Not necessarily. The Allthing is still the Parliament in Iceland, and it's on the order of 1000 years old. Similarly the Magna Carta, 800 years old, is still the touchstone for UK democracy, classist tho it was. It's not at all clear to me why age should be an issue. Much more to the point is whether the principles are being upheld in the best way or the worst. In the US, today, it's the worst.
>
>>The Document doesn't forbid our having a better
>>political system. It would support all the things
>>you name, if only we demanded them.
>
>You are really underestimating the institutional obstacles to popular
>democracy in the U.S., starting with those deliberately obstructionist
>constitutional institutions, the Senate and the Supreme Court, and going on
>down to the whole idiotic federal structure of the U.S., with its 85,000
>governmental entities. For a country that professes to hate government we
>sure create lots of them. How can you create a sensible regional or
>national policy on anything from education to welfare to the environment
>with every Podunk school authority and water district claiming sovereignty
>over its precious half-acre of soil? And how about our state governments?

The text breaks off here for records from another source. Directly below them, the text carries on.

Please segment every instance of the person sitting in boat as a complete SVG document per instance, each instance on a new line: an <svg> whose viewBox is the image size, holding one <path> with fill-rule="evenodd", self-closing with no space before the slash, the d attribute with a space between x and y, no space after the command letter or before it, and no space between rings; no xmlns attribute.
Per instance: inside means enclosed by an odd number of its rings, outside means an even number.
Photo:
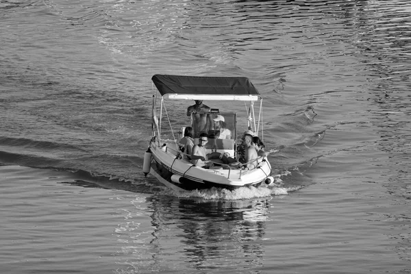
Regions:
<svg viewBox="0 0 411 274"><path fill-rule="evenodd" d="M199 136L201 132L208 132L212 129L212 119L210 112L211 108L203 103L202 100L195 100L195 103L187 108L187 116L192 114L192 125L194 125L195 136Z"/></svg>
<svg viewBox="0 0 411 274"><path fill-rule="evenodd" d="M242 138L241 138L241 143L237 147L237 157L238 160L240 162L245 163L245 152L247 148L249 147L253 142L253 133L251 130L247 130L244 132Z"/></svg>
<svg viewBox="0 0 411 274"><path fill-rule="evenodd" d="M214 127L216 129L220 130L217 138L219 139L229 139L231 138L231 130L227 128L225 125L225 119L222 115L217 115L217 116L213 119L214 121Z"/></svg>
<svg viewBox="0 0 411 274"><path fill-rule="evenodd" d="M191 160L191 151L194 147L194 139L192 138L194 130L192 129L192 127L186 127L186 129L184 129L184 137L181 138L179 144L180 150L184 153L183 159L188 161Z"/></svg>
<svg viewBox="0 0 411 274"><path fill-rule="evenodd" d="M208 142L208 135L206 133L202 133L199 138L199 145L195 145L192 147L191 152L191 162L197 166L208 168L212 164L208 161L207 154L206 153L206 145Z"/></svg>
<svg viewBox="0 0 411 274"><path fill-rule="evenodd" d="M250 138L251 137L251 138ZM258 140L260 138L257 137ZM243 169L254 169L257 167L258 153L257 153L257 149L256 149L256 145L253 142L253 137L249 134L246 134L245 137L245 162L240 165L239 167L242 168Z"/></svg>
<svg viewBox="0 0 411 274"><path fill-rule="evenodd" d="M258 155L258 162L261 162L264 158L266 158L269 154L270 154L270 151L265 151L264 142L261 140L261 139L258 136L253 137L253 142L252 144L254 146L254 148L257 151L257 155Z"/></svg>

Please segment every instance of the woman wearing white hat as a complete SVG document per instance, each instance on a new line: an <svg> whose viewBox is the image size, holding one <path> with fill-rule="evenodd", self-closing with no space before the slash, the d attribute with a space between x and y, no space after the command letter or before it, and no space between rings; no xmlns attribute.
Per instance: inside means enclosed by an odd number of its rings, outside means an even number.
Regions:
<svg viewBox="0 0 411 274"><path fill-rule="evenodd" d="M214 121L214 126L216 129L220 129L220 135L219 135L219 139L229 139L231 138L231 130L227 129L225 125L225 120L221 115L217 115L217 116L213 119Z"/></svg>

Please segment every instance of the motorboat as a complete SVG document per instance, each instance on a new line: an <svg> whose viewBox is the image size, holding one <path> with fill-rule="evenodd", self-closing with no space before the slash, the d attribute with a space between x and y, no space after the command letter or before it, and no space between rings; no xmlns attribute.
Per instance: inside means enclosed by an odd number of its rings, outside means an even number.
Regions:
<svg viewBox="0 0 411 274"><path fill-rule="evenodd" d="M238 148L244 130L238 134L238 114L228 110L232 104L244 103L243 116L247 119L247 129L256 136L262 136L263 134L262 99L249 79L156 74L151 80L153 84L152 138L144 155L142 169L146 176L150 173L177 191L213 187L234 190L241 187L258 187L263 183L270 184L273 181L271 166L266 155L260 155L255 160L256 168L252 169L244 168L247 163L238 161ZM173 105L173 102L177 102L176 100L180 100L179 108ZM227 107L221 112L218 108L208 108L203 112L189 113L185 109L182 110L181 100L212 101ZM260 102L258 119L255 115L256 102ZM169 113L170 109L173 110L175 116L181 115L182 117L182 119L175 119L174 123L176 121L187 120L190 116L189 124L172 126ZM160 115L158 116L158 110ZM219 116L224 117L225 127L230 133L224 138L219 134L221 129L213 125L213 121ZM166 124L166 129L162 124ZM211 164L207 166L195 164L190 160L192 155L186 154L182 149L180 140L184 138L185 128L188 126L193 131L195 145L199 144L200 136L206 134L208 140L204 147L208 155L218 156L208 158L206 162ZM223 161L223 157L230 159L231 162Z"/></svg>

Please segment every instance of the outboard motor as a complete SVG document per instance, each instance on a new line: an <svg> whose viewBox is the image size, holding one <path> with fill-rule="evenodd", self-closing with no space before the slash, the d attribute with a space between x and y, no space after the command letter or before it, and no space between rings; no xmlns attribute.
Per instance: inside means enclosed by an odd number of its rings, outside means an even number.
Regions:
<svg viewBox="0 0 411 274"><path fill-rule="evenodd" d="M142 172L144 175L147 176L150 172L151 167L151 150L150 147L147 149L147 151L144 153L144 160L142 162Z"/></svg>

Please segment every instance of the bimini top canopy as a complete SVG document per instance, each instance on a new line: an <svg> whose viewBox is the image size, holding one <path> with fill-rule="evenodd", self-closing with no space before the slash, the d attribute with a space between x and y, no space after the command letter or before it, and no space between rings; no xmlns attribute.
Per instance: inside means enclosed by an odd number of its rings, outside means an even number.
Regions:
<svg viewBox="0 0 411 274"><path fill-rule="evenodd" d="M151 79L162 96L168 99L257 101L261 97L246 77L156 74Z"/></svg>

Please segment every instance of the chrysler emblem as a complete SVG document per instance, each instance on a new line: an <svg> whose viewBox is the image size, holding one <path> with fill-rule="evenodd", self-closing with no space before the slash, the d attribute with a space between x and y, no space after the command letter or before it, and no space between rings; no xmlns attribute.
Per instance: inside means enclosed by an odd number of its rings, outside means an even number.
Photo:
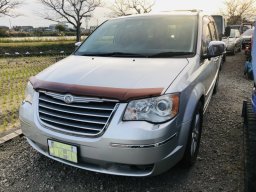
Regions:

>What nests of incompetence and corruption they are - they make Washington
>look like models of flexibility and openness.
Surely you don't mean to argue that if every voter in the US spoke with one voice it would be ignored, do you? Do you really believe, as my older daughter cynically claims to, that 'if voting could make a difference, it would be illegal'?
I don't. I'm convinced that the folk in power want nothing more than to convince us that 'resistance is futile'. The very fact that they put so much energy into convincing us, managing us, and deflecting us suggests, as Chomsky has pointed out, that they are extremely vulnerable and they know it.
As to central v decentralised control -- tho I'm unclear on what that has to do with the issue -- we're only now coming to the point technologically where central planning is even a realistic possibility. There's nothing inherently wrong with decentralisation -- in fact, it is the only way to get human-sized problems, right now.
If even the Religious Reich could be successful on the local level despite such a dystonic message that they had to lie about it...surely the left could define an appealing, workable platform and capture first local, then regional, and finally national offices. Why aren't we working on that?
Or is it that we 'inteligentsiya' truly are intellectually arrogant, stagnant, bankrupt, and have nothing to offer working folk except a dystopic reprise of Soviet-style 'paradise'? Should we admit that we have nothing to offer but obfuscatory, hypertheoretical criticism? Pack up and go home, sort of thing?